Well, what if? Life will continue to be difficult, probably. Quarantine might still be in place. We will continue to find it difficult to make a living and earn money. But will your ultimate joy and satisfaction still be found in God, even if it doesn’t get better in 2021?

An Unbreakable Joy

Having been through a pandemic year, I believe God has set up a great opportunity for Christians to understand what God’s sovereignty is like. God being sovereign over everything means that God is in control and we are not. Now there are two possible reactions here for Christians, and our reactions to God’s sovereignty make it immediately clear which part of that definition we are focused on. How do you think the attitude and decisions of a Christian who is focused on “we are not in control” will differ from another who is focused on “God is in control”?

God has shown us in 2020 that his sovereignty will bring us through times when even Christians won’t understand the “Why?” and the “How?” of situations. But the Bible does not back down on saying that we should still trust God even when we don’t understand. Yes, we can lament the situations we are in. We can bring them to God in prayer and supplication. But again, the Bible will not back down on this — that it is God who is in control, and that his children should ultimately find comfort in his proven goodness and faithfulness, even when they don’t see it in the now. This translates to us modern Christians, that our ultimate joy should always be found in God, rather than in situations.
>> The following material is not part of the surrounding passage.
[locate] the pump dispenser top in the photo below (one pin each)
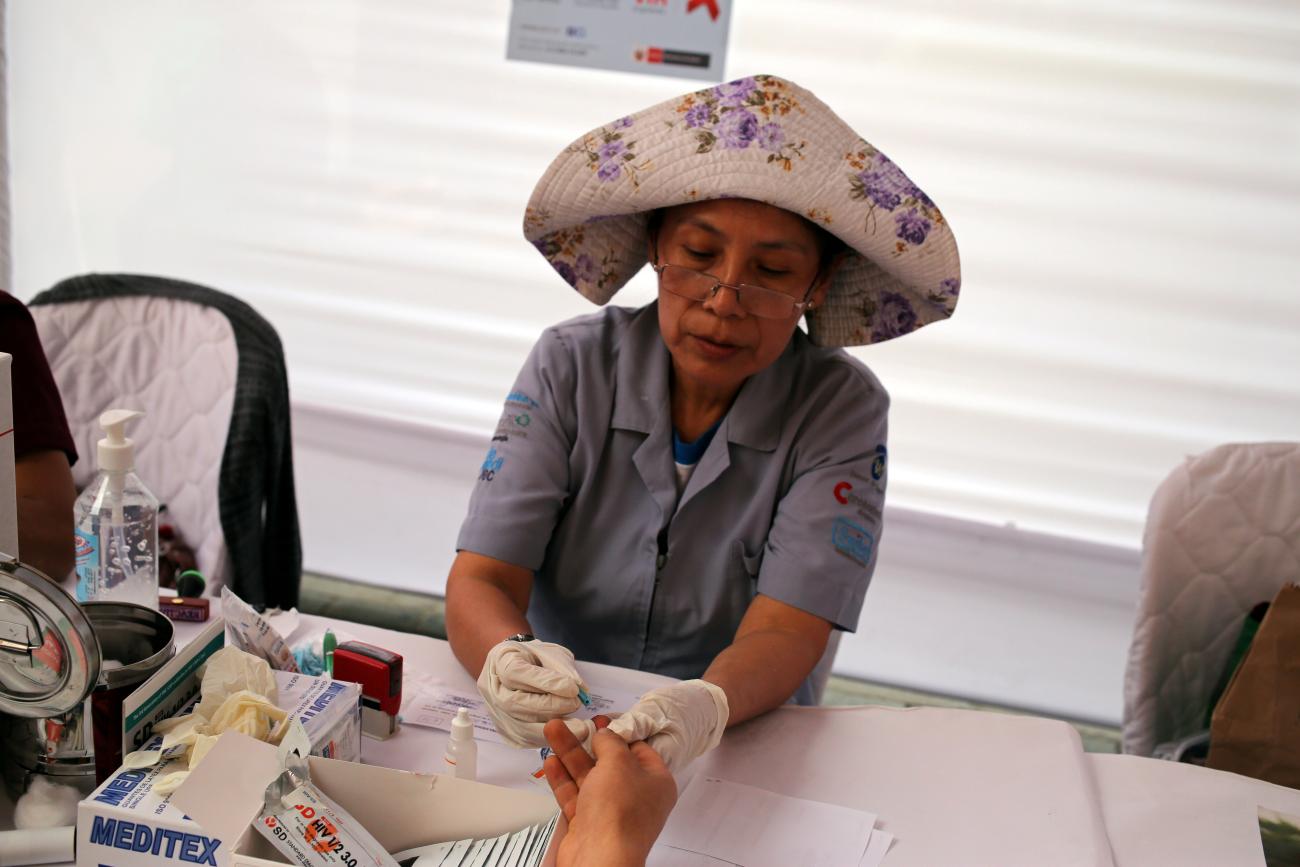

See in John 16:33 (ESV), Jesus says: “I have said these things to you, that in me you may have peace. In the world you will have tribulation. But take heart; I have overcome the world.”
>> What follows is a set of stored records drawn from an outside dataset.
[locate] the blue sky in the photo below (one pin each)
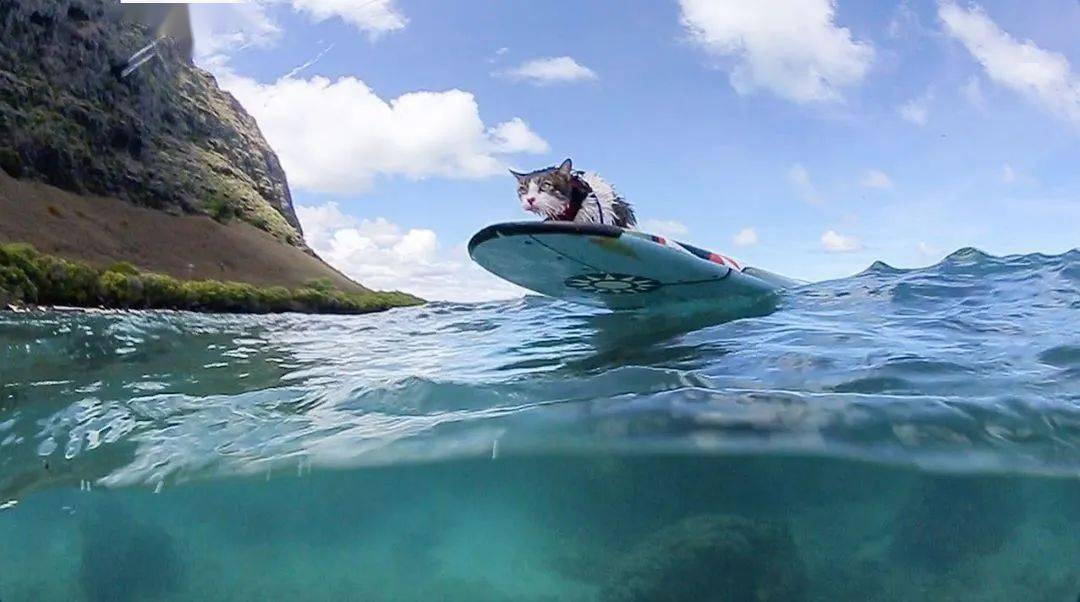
(805, 136)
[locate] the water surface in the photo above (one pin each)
(900, 435)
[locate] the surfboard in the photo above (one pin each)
(607, 266)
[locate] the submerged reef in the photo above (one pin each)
(949, 519)
(711, 558)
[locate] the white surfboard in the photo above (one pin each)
(609, 267)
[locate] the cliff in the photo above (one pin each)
(157, 169)
(163, 137)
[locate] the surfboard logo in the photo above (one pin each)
(612, 283)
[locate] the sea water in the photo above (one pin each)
(900, 435)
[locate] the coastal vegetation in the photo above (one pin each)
(30, 277)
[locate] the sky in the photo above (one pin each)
(809, 137)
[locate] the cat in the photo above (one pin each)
(564, 195)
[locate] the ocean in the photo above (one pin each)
(899, 435)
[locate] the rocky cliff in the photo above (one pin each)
(163, 137)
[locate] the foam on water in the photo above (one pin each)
(892, 436)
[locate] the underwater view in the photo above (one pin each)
(900, 435)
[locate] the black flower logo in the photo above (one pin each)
(612, 283)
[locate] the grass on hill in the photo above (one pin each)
(29, 277)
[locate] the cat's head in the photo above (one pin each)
(548, 191)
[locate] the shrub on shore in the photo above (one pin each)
(29, 277)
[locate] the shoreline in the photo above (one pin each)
(32, 279)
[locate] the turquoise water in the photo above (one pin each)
(900, 435)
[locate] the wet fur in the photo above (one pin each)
(551, 191)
He encourages his disciples, already facing the fact that their leader was about to be crucified, that they should find peace in him and his words. Tribulations should be expected (Woah, what now?), but how were they to respond to these tribulations? He exhorts them to “Take heart!”, with the reason being that Jesus was God, he was sovereign, he was and is in control, and his authority and power is above and beyond the world — even in those times where the disciples could not understand Jesus’s impending death, the confusion and pain it would cause, and the seeming loss of all hope.

This verse should continue to ring true with us — that God’s exhortation for believers is to take heart and find peace in him and his word, even if 2021 doesn’t get better. Our joy, satisfaction, and peace do not hinge on if this year is better than 2020, it totally hinges on God and who he is. And who he is, is faithful, sovereign, and good.

This is why the great writer C.S. Lewis wrote in his book The Four Loves:

“Do not let your happiness depend on something you may lose. If love is to be a blessing, not a misery, it must be for the only Beloved who will never pass away.”

If our joy hinges on 2021 being better, and it turns out that it is not (or that it could be worse), then we will spend the whole of 2021 in misery. If our joy is found in the fact that Christ is ours and we are his, then we can find joy and peace even if things turn south in 2021.

Let me end with the seminal poetry of Switchfoot’s Jon Foreman in their song Hello Hurricane:

Everything I have I count as loss
Everything I have is stripped away
Before I started building
I counted up these costs
There’s nothing left for you to take away

Hello hurricane
You’re not enough
Hello hurricane
You can’t silence my love
I’ve got doors and windows boarded up
All your dead end fury is not enough
You can’t silence my love

If we’ve given up as loss everything that the world says is of value and we’ve counted the cost of what we’re ok to lose, if all our joy and satisfaction is in Christ — and nobody can kill Christ or take him away or hide him so that we can’t experience him — what is there to fear if 2021 is not better than 2020?


*This article first appeared in the author’s blog on January 1, 2021 and has been republished here with the author’s permission.